Director general school education (DGSE) Kahan Singh Pannu has warned of strict action against managements of government-aided schools, who were charging fees from students of elementary classes.
The Right to Education (RTE) Act provides for free education for students up to upper
primary classes in all government and aided schools. Interacting with media persons on Saturday after conducting surprise checking in government schools, he said if the schools were getting grant from the government, they were supposed to abide by its instructions.
Pannu added that 12 teams from the department inspected 117 schools in the district and found 30 teachers to be absent from duty. As many as 60 teachers turned up late, most of whom cited inclement weather as the reason for delay, he added. He said dismissal proceedings would be started against six absentee teachers and added that 450 such teachers had been discharged from service. He added that by April, the remaining 750 defaulters would also be expelled.

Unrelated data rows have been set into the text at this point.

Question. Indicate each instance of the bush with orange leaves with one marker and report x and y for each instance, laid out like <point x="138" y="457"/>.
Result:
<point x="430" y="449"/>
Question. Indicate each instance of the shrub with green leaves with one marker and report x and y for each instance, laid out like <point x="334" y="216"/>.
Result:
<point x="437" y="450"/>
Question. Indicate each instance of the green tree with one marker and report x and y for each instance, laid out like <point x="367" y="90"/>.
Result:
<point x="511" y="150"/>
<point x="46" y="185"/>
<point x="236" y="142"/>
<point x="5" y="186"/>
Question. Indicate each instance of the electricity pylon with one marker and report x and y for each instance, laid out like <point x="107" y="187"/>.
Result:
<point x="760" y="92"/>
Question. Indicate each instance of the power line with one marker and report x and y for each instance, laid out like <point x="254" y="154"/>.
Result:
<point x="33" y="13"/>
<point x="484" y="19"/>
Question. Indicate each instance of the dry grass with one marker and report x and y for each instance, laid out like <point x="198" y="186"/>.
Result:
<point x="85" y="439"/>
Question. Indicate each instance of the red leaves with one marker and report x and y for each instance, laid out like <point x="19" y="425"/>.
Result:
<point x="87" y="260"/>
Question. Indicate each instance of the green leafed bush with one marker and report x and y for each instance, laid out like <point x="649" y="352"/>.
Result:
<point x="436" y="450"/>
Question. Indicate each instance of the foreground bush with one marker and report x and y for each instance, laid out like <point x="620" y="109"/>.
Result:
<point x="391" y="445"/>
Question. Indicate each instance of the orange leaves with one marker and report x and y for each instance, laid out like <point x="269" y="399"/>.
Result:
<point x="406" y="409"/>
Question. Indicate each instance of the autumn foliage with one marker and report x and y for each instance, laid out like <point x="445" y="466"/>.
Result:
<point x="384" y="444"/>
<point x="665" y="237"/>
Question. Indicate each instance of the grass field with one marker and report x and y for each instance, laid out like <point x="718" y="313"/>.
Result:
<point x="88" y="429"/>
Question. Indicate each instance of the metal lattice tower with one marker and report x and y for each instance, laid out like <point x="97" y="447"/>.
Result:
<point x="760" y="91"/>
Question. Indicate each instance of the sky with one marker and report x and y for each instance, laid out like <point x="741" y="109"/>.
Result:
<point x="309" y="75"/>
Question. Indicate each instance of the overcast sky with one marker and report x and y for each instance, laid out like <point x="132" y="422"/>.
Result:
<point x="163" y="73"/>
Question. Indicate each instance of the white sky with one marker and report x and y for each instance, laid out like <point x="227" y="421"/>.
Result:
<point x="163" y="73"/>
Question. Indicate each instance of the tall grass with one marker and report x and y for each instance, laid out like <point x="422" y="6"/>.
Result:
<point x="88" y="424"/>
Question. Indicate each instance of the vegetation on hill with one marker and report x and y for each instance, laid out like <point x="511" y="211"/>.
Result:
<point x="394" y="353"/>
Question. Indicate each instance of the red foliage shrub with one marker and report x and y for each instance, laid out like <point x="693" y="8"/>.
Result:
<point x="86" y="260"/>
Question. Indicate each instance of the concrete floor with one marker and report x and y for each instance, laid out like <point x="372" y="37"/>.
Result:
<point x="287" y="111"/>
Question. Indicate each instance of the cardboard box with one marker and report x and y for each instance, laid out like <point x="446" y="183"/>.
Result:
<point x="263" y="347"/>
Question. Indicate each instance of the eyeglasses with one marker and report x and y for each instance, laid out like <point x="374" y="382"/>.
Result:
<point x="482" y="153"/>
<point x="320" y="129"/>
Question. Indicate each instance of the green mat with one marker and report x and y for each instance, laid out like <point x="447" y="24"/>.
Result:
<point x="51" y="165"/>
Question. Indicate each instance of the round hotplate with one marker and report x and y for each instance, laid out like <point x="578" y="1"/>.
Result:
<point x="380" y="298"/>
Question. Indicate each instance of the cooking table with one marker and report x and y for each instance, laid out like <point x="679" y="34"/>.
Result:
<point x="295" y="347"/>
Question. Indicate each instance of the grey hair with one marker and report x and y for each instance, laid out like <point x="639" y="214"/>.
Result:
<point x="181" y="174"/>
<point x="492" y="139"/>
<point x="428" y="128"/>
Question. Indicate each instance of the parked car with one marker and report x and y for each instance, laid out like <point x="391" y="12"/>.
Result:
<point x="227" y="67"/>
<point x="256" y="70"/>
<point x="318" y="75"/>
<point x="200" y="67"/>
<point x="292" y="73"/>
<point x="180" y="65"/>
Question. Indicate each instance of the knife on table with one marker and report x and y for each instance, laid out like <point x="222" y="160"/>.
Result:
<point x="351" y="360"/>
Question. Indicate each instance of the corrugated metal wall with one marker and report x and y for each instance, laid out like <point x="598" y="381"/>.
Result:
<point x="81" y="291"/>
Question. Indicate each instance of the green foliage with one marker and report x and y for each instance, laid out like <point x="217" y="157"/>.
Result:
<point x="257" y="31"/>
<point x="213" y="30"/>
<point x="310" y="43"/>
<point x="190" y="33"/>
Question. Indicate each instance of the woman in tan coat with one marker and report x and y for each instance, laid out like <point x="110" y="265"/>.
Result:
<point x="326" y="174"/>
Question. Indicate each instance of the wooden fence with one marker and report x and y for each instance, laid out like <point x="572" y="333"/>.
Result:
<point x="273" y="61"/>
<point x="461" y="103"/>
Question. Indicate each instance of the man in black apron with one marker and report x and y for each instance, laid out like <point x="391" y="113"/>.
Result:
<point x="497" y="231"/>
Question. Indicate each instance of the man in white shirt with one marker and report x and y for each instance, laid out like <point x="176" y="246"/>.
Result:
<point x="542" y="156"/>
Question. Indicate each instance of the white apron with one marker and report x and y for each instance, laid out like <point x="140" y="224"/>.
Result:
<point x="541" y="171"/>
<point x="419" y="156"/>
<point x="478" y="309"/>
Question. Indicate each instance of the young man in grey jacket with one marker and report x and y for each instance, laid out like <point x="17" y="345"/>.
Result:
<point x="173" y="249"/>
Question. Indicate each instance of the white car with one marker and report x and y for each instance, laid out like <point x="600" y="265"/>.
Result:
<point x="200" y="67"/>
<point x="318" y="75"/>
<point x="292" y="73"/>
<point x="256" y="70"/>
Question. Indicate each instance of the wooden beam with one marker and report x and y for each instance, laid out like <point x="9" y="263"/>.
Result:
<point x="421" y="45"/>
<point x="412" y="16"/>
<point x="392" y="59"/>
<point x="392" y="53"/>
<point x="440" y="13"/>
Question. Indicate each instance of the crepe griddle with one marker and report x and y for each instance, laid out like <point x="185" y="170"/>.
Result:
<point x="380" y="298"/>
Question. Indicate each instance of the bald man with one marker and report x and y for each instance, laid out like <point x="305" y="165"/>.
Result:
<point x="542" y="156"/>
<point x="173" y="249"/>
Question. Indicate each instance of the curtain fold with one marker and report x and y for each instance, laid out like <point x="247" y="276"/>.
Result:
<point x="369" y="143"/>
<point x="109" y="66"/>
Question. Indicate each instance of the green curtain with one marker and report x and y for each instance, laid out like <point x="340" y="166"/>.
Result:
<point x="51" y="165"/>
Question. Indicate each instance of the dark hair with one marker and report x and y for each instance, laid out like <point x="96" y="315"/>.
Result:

The DGSE said that government schools could not compete with private schools as far as the infrastructure was concerned but in many respects they were faring better.
"As students in government schools receive education in their mother tongue, they are less inhibited and get better chance to hone their creative skills as compared to convent schools where the children are not allowed to speak in their mother tongue," he said.
He added that annual prize distribution functions would be held in all schools on February 20. Due to the efforts put in by the government, the dropout rate in government schools had declined of late, he claimed. He said that in another few months, all education offices would be provided modern infrastructure.
Later, the DGSE held a meeting with district education officers, block officers and heads of high and senior secondary schools. He was accompanied by assistant state project director (inspection) Satpal Singh.